The installation of the Talend Open Studio tool is painless. It requires only 3GB RAM, and 3GB disk space to get it up and running. So, as a BI/DW consultant, you can put all of your BI dashboard solutions built on cleansed data, and showcase to your clients on-the-go!
In the rest of this post, I would like to share with you some of aspects of the tool that make it in the list of my favorites!
- Installation is very simple. Just download the software, unzip it, and the Studio executable is ready for you to click on to do your ETL things immediately!
- Click on TOS_DI-win-x86_64.exe and start it.
- When you are in the tool, you will see the wide range of databases that it can connect to as shown on the right most panel.

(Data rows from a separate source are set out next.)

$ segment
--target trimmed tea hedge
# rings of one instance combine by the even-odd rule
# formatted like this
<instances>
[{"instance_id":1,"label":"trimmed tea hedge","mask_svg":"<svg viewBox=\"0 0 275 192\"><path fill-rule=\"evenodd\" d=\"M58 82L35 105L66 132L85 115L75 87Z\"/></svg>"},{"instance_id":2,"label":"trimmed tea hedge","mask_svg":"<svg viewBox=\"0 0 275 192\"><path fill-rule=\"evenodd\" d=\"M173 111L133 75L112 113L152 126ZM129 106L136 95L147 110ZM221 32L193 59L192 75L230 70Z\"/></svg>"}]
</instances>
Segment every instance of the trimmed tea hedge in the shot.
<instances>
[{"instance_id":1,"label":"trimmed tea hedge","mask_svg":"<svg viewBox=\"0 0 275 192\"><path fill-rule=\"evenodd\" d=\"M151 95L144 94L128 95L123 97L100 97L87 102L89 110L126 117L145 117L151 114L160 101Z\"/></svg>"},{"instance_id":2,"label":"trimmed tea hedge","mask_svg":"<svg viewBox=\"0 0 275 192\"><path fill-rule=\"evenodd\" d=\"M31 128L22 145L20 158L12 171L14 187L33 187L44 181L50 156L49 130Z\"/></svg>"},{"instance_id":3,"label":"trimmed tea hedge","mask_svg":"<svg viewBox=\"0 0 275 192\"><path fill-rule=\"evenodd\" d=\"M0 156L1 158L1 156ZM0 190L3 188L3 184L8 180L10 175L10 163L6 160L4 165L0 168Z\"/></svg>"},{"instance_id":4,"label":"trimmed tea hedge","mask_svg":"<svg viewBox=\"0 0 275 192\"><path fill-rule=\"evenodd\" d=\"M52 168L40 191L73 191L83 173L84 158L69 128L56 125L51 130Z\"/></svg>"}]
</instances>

- If you are new to ETL coding with Talend, go here for refresher tutorials https://www.talendforge.org/tutorials/menu.php
- As the simplest and minimal ETL code example, you just start as follows
- Create your database connections for your required source, and target
- Retrieve metadata from your database connections
- Design a job to get data from source to target
For the following screenshots, my demo scenario is to extract data from a table in the Microsoft SQL Server 2012 database to its target in a pluggable database in Oracle 12c.
- Right click on Metadata/Db Connection/Create connection to set up the source database connection SQLServer2012
- Give it a name such as SQLServer2012, complete the connection details, and click on ‘Check‘ to validate it.

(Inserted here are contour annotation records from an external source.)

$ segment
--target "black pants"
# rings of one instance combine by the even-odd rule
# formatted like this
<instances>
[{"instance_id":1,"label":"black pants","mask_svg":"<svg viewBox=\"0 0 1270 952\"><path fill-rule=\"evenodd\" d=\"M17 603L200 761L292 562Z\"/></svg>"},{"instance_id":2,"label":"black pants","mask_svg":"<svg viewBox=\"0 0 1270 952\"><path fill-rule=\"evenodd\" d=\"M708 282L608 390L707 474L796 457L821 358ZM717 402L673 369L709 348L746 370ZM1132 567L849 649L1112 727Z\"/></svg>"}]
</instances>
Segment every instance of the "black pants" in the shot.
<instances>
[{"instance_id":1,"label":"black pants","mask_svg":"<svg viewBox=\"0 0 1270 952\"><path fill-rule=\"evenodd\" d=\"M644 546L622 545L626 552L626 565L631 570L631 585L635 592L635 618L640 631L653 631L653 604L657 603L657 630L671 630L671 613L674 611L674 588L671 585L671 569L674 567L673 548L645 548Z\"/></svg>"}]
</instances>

- Repeat the above steps to define your target database connection.
Here is something that sets it apart from all other vendors, and is an awesome feature that I have been looking for (see screenshot shown below) – it can identify the missing drivers, then go and get the appropriate drivers for you, download and install them ready for use in your ETL code immediately. For other vendors, you have to figure out where to get the jar files, and then where to insert them in the convoluted directory structure created by the tool, and start/restart certain things to make the jar files finally visible in your code! Kudos to the Talend software engieers!
- So you now also have the Oracle connection configured.
- For each configured connection, pull in its metadata for the tool.
- Repeat the above steps for the target database connection
You are now ready to build a simple workflow to move data from a table in SQLServer2012 to the target Oracle12 database
- Expand the source connection SQLServer2012, and drag the required source table (e.g. D_AGENT) to the design canvas (i.e. the top middle panel). Click OK to confirm the recommend action of tMSSqlInput (i.e. you are inputting data from D_AGENT).
- Then expand the target Oracle connection and drag the required target table (e.g. D_AGENT) to the design canvas. Click OK to confirm the recommended action tOracleOuput (you might need to select it if it is not correctly assumed by the tool).
- Connect the source and target tables together to complete the data flow.
then view and confirm the column mappings
then tweak the ‘Action on table‘ to truncate the target table before loading it with new data
- You are now ready to run your first ETL code.
- From the above results, you have copied 734 rows in 1.11 s from the SQL Server table to the target table in Oracle 12c. Nothing could be any simpler!
Have fun exploring the tool further with different complexities.